Kazakhstan Federation of Radiosport and Radio Amateur Qazaqstannyñ Radiosport jäne Radioäuesqoi Federatsiiasy
- Abbreviation: KFRR, ҚРРФ, КФРР
- Type: Non-profit organization
- Purpose: Advocacy, Education
- Location(s): Nur-Sultan, Kazakhstan ​MO51sd;
- Region served: Kazakhstan
- Official language: Kazakh, Russian
- Presidium Chairman: Seitkul Assaubay UN7BM
- Affiliations: International Amateur Radio Union
- Website: https://kfrr.kz/

= Kazakhstan Federation of Radiosport and Radio Amateur =

The Kazakhstan Federation of Radiosport and Radio Amateur (Қазақстанның Радиоспорт және Радиоәуесқой Федерациясы; Казахстанская Федерация Радиоспорта и Радиолюбительства) is a national non-profit organization for amateur radio enthusiasts in Kazakhstan.
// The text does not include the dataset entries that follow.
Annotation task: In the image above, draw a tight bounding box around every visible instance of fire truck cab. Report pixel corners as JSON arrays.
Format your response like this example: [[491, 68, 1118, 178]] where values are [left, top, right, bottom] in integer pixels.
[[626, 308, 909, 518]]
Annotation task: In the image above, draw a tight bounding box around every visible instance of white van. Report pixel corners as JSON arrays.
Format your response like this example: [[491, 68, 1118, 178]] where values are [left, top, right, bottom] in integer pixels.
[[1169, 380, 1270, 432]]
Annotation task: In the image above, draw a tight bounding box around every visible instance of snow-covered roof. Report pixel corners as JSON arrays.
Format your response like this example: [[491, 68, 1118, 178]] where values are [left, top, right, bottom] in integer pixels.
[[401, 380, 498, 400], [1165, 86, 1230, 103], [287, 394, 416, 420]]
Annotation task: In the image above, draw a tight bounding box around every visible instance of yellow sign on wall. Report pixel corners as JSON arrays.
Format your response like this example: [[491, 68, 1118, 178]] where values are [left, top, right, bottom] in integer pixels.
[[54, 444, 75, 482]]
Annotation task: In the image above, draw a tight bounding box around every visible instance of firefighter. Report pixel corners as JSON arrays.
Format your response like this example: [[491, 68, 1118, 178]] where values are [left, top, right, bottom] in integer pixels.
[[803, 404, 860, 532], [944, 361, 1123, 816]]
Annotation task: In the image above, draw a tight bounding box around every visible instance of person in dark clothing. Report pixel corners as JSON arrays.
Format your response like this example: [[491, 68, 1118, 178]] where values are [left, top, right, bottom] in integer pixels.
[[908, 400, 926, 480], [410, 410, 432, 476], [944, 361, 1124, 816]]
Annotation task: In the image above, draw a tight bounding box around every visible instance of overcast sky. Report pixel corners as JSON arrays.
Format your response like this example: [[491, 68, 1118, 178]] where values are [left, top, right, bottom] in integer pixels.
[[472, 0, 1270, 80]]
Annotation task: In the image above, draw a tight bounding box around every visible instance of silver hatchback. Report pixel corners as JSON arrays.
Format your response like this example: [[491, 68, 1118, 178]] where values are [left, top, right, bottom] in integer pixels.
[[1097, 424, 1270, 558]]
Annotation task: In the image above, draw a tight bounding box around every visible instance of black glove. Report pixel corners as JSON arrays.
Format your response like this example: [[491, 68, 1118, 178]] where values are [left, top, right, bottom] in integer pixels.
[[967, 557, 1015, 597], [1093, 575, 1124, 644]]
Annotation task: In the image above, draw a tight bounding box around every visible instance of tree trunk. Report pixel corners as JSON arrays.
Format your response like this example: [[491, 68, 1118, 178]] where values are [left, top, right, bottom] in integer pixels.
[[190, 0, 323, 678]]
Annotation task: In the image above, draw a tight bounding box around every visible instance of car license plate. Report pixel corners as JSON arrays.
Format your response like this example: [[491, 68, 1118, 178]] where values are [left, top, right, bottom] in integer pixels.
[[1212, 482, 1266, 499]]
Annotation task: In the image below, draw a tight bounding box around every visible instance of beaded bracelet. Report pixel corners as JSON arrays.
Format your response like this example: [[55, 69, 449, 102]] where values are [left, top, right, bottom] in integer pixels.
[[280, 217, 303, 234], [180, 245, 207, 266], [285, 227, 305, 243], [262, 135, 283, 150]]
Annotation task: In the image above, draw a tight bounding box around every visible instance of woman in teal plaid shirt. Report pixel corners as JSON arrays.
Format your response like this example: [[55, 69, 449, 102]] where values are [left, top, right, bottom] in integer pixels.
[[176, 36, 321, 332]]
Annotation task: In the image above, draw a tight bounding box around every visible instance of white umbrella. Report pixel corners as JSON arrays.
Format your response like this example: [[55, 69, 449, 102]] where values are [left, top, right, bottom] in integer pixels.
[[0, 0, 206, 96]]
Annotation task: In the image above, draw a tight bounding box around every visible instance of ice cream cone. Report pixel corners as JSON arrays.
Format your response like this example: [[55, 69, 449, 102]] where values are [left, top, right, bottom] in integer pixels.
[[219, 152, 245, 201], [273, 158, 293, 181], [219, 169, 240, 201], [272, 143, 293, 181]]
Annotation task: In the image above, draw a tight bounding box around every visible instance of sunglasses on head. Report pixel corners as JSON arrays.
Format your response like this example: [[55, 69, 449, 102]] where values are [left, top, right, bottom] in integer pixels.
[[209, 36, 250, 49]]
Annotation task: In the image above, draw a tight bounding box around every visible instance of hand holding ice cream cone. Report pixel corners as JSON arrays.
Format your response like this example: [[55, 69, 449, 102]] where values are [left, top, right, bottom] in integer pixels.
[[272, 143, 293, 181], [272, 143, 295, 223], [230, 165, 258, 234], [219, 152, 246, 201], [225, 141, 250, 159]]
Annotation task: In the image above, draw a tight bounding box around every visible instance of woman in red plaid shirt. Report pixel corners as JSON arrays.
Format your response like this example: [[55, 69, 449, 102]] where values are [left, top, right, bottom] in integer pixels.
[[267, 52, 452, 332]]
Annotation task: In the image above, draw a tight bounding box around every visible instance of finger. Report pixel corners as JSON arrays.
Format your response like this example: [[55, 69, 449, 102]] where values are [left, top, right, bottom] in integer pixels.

KFRR promotes amateur radio in Kazakhstan by sponsoring amateur radio operating awards and radio contests. The KFRR organizes and supports Amateur Radio Direction Finding competitions and the Kazakhstan national ARDF team. The KFRR also represents the interests of Kazakhstan amateur radio operators before Kazakhstan and international telecommunications regulatory authorities. KFRR is the national member society representing Kazakhstan in the International Amateur Radio Union, which it joined on February 10, 2009.